Another model I tried, but with LSTM:
class SmoothModel(nn.Module):
def __init__(self, input_size, output_size, hidden_size = 64):
super(SmoothModel, self).__init__()
self.input_size = input_size
self.output_size = output_size
# Initialize the cooccurrence as a learnable parameter
self.cooccurrence = nn.Linear(input_size, output_size)
# Initialize the transition probability as a learnable parameter
self.transition = nn.LSTM(input_size, hidden_size)

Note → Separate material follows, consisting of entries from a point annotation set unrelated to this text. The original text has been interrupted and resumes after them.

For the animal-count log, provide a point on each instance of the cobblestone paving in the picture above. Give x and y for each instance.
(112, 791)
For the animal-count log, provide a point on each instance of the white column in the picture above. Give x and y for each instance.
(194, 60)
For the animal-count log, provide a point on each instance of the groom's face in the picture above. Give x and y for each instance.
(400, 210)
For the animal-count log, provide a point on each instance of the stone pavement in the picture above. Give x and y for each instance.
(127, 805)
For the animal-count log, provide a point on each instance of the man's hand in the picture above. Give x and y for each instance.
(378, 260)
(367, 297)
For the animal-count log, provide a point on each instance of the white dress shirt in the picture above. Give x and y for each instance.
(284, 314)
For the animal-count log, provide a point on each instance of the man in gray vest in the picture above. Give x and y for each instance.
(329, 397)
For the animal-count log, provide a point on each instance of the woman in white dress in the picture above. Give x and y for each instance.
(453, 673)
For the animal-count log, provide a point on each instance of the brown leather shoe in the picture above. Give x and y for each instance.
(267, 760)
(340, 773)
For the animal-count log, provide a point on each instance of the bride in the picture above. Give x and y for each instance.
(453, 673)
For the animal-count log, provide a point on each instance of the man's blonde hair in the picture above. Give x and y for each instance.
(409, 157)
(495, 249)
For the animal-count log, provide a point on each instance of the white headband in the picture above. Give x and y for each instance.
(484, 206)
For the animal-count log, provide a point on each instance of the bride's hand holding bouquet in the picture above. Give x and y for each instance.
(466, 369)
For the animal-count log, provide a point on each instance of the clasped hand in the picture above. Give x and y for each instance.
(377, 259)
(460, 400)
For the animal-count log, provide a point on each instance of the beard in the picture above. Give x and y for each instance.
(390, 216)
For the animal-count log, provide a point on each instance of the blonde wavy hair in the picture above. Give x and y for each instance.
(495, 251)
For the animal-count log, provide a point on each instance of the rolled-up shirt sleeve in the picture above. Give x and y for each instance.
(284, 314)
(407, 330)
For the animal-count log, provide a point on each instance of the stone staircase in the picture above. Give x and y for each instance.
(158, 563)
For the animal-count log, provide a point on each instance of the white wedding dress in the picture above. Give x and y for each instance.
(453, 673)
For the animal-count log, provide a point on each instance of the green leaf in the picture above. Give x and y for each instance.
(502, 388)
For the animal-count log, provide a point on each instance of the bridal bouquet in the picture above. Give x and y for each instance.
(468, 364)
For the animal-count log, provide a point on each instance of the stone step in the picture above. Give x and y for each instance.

self.transition_probability = nn.Linear(hidden_size, output_size)
# Softmax layer
self.softmax = nn.Softmax(dim=-1)
def forward(self, x):
sequences_updated = []
# Update sequence based on transition and cooccurence matrix
for i in range(x.shape[0]):
# Cooccurence multiplication
seq_list = []
for j in range(x.shape[1]):
predicted_cooc = x[i, j, :].unsqueeze(0) # shape [1, 7]
updated_cooc = self.cooccurrence(predicted_cooc)
seq_list.append(updated_cooc)
# Create to a sequence of 4 again, where the cooccurence is updated
seq = torch.cat(seq_list, dim=0) # create shape [4, 7]
# Transition probability
_, (hidden, _) = self.transition(seq.unsqueeze(0)) # shape [1, 4, hidden size]
updated_seq = self.transition_probability(hidden[-1, :, :].unsqueeze(0)) # shape [1, 4, 7]
# Append the updated sequence
sequences_updated.append(updated_seq) # append
# Create tensor with all updated sequences
updated_tensor = torch.cat(sequences_updated, dim=0) # dim = 0 is the number of samples
# Output should sum to 100
updated_tensor = self.softmax(updated_tensor) * 100
return updated_tensor
I furthermore tried some variants on this, for example only updating time step per timestep and sort of Markov Chain theory. But current models don’t improve results.
Question
Does anyone have experience regarding this / know what theory/architecture I could be using? Or should I look at it a total different way?
I am happy to provide further (data) information if necessary!